The world is on a journey towards a cashless future. MasterCard Advisors did a study on the growing proportion cashless (i.e. digital) payments in retail globally. This trend is generally welcome as cash is inconvenient to access for many and it costs societies a whopping 1.5% of the GDP. On the other hand, digital payments boost economic growth and promote economic inclusion.
Globally, we are only at the onset of the cashless journey, with 85% of retail transactions being done with cash. At the country level however, the picture is far from uniform. Countries like Canada, Netherlands, the UK, Belgium, Australia and France are nearly cashless with the share of non-cash payment being at least 85%. The US, Germany, Korea, Singapore, and Japan are reaching a tipping point with more than 60% of payments being cashless. At the same time, mobile is dominating the world (see the latest stats here). So what is the implication of digital money and mobile being so pervasive? A tidal wave of change for how we make payments.

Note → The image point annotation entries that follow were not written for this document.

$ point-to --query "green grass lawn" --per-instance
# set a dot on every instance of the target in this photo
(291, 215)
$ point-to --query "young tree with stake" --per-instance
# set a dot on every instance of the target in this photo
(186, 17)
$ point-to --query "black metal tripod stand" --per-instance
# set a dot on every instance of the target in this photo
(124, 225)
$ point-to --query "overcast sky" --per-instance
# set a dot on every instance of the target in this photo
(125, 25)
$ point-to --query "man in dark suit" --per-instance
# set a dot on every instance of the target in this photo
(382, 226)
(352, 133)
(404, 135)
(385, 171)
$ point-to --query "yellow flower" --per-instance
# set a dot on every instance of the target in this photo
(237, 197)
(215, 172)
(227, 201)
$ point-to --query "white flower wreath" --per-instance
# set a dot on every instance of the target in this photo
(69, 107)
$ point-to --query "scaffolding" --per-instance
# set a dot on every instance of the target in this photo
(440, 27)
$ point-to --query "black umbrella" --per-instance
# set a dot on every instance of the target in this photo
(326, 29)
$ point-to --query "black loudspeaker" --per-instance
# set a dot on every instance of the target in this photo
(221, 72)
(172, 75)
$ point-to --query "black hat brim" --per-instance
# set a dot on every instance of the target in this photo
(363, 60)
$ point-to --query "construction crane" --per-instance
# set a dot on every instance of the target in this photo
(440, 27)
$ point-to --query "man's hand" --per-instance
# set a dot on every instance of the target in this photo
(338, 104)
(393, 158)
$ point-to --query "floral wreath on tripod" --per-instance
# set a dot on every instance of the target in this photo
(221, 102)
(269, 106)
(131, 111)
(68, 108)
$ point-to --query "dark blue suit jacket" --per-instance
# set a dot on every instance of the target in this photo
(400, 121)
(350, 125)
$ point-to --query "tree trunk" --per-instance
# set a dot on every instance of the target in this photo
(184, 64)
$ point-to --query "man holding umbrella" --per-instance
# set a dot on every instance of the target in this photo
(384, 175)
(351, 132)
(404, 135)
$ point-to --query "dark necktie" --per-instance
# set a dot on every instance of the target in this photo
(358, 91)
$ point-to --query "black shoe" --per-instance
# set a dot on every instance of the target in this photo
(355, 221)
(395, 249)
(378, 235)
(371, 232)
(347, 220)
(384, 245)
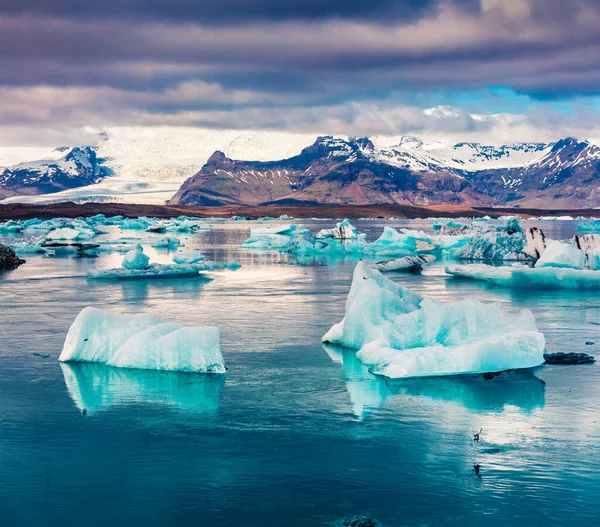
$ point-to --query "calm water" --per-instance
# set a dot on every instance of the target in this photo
(294, 434)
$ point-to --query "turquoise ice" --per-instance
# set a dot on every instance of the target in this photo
(143, 342)
(400, 334)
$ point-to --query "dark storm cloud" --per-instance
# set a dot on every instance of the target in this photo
(233, 11)
(269, 61)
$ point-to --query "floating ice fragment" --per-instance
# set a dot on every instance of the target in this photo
(143, 342)
(564, 255)
(531, 278)
(135, 259)
(400, 335)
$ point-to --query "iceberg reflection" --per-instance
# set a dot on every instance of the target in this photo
(520, 389)
(95, 387)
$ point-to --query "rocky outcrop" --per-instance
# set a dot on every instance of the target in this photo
(8, 259)
(355, 171)
(568, 358)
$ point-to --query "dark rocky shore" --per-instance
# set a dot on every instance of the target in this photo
(73, 210)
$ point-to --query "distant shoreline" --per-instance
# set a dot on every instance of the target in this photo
(72, 210)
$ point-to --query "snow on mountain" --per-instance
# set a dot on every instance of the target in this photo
(149, 164)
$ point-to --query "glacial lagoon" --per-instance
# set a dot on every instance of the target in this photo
(295, 433)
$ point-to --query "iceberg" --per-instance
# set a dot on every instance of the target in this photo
(135, 224)
(156, 270)
(411, 264)
(342, 231)
(531, 278)
(96, 387)
(591, 227)
(563, 255)
(142, 342)
(65, 233)
(392, 242)
(402, 335)
(135, 259)
(188, 257)
(166, 243)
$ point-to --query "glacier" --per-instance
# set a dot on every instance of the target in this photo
(142, 342)
(400, 334)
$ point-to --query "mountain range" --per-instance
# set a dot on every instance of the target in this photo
(144, 167)
(356, 171)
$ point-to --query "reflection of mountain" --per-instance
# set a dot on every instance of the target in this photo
(367, 391)
(97, 387)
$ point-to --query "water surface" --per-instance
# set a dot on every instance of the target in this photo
(294, 434)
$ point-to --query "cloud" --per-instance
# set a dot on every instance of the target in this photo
(347, 65)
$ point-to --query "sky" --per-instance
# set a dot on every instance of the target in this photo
(526, 70)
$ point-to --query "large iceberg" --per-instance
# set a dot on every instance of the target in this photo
(95, 387)
(530, 278)
(143, 342)
(400, 334)
(564, 255)
(504, 243)
(156, 270)
(135, 259)
(342, 231)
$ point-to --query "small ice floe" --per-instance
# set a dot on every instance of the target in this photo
(400, 334)
(135, 259)
(65, 233)
(589, 227)
(568, 358)
(408, 264)
(9, 259)
(188, 257)
(545, 277)
(159, 271)
(166, 243)
(562, 255)
(504, 243)
(342, 231)
(143, 342)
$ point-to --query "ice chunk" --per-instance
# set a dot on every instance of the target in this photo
(135, 259)
(531, 278)
(161, 271)
(412, 264)
(594, 259)
(136, 224)
(559, 254)
(166, 243)
(65, 233)
(96, 387)
(494, 244)
(535, 243)
(592, 226)
(401, 335)
(151, 271)
(143, 342)
(342, 231)
(392, 242)
(188, 257)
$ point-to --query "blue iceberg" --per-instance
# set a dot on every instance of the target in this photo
(401, 335)
(142, 342)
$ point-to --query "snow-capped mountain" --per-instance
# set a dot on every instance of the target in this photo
(77, 167)
(152, 165)
(357, 171)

The power is shifting away from traditional institutions such as banks and network issuers towards technology giants, start-ups, consumers, and merchants. A quick search on Angel List for “payments” reveals that 1,237 companies with 25,813 investors are competing at various layers of this space. Even SnapChat maybe getting in on the action! More competition is great for consumers, not only in terms of pricing but also quality and breadth of services.
One interesting arena of competition is in-store purchases. There are two main technologies competing to be the gold standard: Bluetooth Low Energy (BLE) and Near Field Communication (NFC).
Apple and PayPal both are major advocates of BLE with their Beacon technologies respectively. They both allow customers to pay for products in physical stores with their mobile phones, while enabling merchants to send push notifications such as special offers and discounts to customers who walk into the store or a specific section of the store. Customers can skip the checkout line by paying for the product on the spot using a smartphone without interacting with a store employee. Moreover, Beacon technology enables in-store navigation giving the customer turn-by-turn directions to find a particular product or department. There will only be more and more creative use cases for this technology going forward.
The other technology in play is NFC, which has seen less success than BLE. The main issue with NFC has been the lack of consensus over the control of the Secure Element, or the financial information of the customer. However, the Android team at Google has created the NFC HCE (Host Card Emulation), which takes away the issue of control over financial information. With champions like Google in its corner, along with the movement towards more and more NFC enabled point-of-sale (POS) terminals, NFC may have a bright future in retail payments.
These are very exciting times for payments due to innovation happening at so many different levels. It will be interesting to see how the competition unfolds between technology giants, start-ups and financial institutions. Fierce competition will mean that the value created from these technologies will be distributed in a more equitably interesting way than the past, with the consumers as the ultimate beneficiaries.